Texto publicado no blog Ciência Fundamental, mantido pelo Instituto Serrapilheira no site da Folha de S. Paulo

*Carlos Monteiro

As contradições são inerentes à ciência. São elas que fazem o cientista se intrigar, quebrar a cabeça, acordar e dormir pensando numa solução para determinado problema.

Era sabido, por exemplo, que o excesso de sal, gordura e açúcar favorecia o desenvolvimento de doenças crônicas não transmissíveis (diabetes, hipertensão, obesidade, entre outras). A partir de um certo momento, ocorreu uma baixa na compra desses ingredientes, ao passo que os índices de doenças crônicas na população brasileira só cresciam. E então? Depois de muito matutar, descobriram que as compras diminuíam porque aumentava o hábito de adquirir produtos prontos para o consumo, ultraprocessados –riquíssimos em sal, gordura e açúcar.

Há, no entanto, ideias muito bem estabelecidas que esbarram em contradições no universo extraciência. A mais curiosa talvez seja o terraplanismo –sustentada por gente capaz de viajar em busca da borda da Terra. Enquanto isso, Nasa e SpaceX lançam a primeira missão tripulada à Estação Espacial Internacional.

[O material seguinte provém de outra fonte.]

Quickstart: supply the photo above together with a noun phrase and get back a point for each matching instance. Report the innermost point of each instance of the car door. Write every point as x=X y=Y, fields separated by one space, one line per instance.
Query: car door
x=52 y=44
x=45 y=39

A epidemiologia nutricional tampouco ficou imune às falsas controvérsias. Em setembro desse ano, um ofício do Ministério da Agricultura, Pecuária e Abastecimento pediu ao Ministério da Saúde a revisão do Guia Alimentar para a População Brasileira. O documento tinha como base uma “nota técnica” redigida com o claro intuito de retirar a orientação a respeito dos produtos ultraprocessados. Para citar um argumento divertidamente absurdo, alegava-se que, à exceção do leite materno, nenhum alimento teria todos os nutrientes requeridos pelo organismo humano. Alimentos ultraprocessados ou in natura seriam, pois, igualmente desbalanceados. Ou seja, uma banana e uma salsicha seriam equivalentes –aliás, juntas, poderiam ser degustadas na borda da Terra, enquanto se admira o universo lá embaixo.

A recomendação vai contra uma série de estudos –incluindo revisões sistemáticas e meta-análises desses estudos– que vêm associando o consumo de produtos ultraprocessados a maior risco de obesidade, diabetes, hipertensão, dislipidemias, doenças cardiovasculares, entre outras. Isso não é uma controvérsia.

Mais deletério que o negacionismo talvez seja o oportunismo científico, que não refuta o conhecimento produzido, mas se apropria das evidências para distorcê-las.

A “nota técnica” e a Associação Brasileira da Indústria de Alimentos (Abia), grande interessada na venda de ultraprocessados, afirmaram que o guia brasileiro é considerado um dos piores do mundo. Para tanto, invocaram um estudo de Anna Herforth (Harvard) e Marco Springmann (Oxford) publicado em julho, no British Medical Journal, com um ranking de guias alimentares de 97 países –o Brasil ocupava o 86º lugar.

Assim que tomaram conhecimento da citação do trabalho no comunicado da Abia, Herforth e Springmann acusaram o documento de “interpretação grosseira” e “apropriação indevida da publicação científica”. E declararam que, longe de estabelecer um ranking, o estudo procurava avaliar em que medida as quantidades de consumo de determinados grupos de alimentos, como carnes e hortaliças, estavam de acordo com as metas definidas para a saúde do indivíduo e do planeta.

Por entender que combinações de alimentos podem propiciar uma dieta saudável, o guia brasileiro faz sobretudo indicações qualitativas, sem especificar as quantidades de consumo de cada grupo alimentar. E, por essa razão, foi considerado “alto” seu “grau de incerteza” em relação às recomendações e metas. Isso “não significa que as recomendações sejam pobres ou necessitem revisão, mas que elas não foram quantificadas para atender metas específicas”, dizem Herforth e Springmann.

O posicionamento dos autores se mostrou um bom antídoto contra o oportunismo científico. Quem sabe seja este o caminho para provar que, assim como os terraplanistas, os oportunistas estão redondamente enganados.

*Carlos Monteiro é professor titular do Departamento de Nutrição da Faculdade de Saúde Pública da Universidade de São Paulo e coordenador científico do Núcleo de Pesquisas Epidemiológicas em Nutrição e Saúde (Nupens/USP).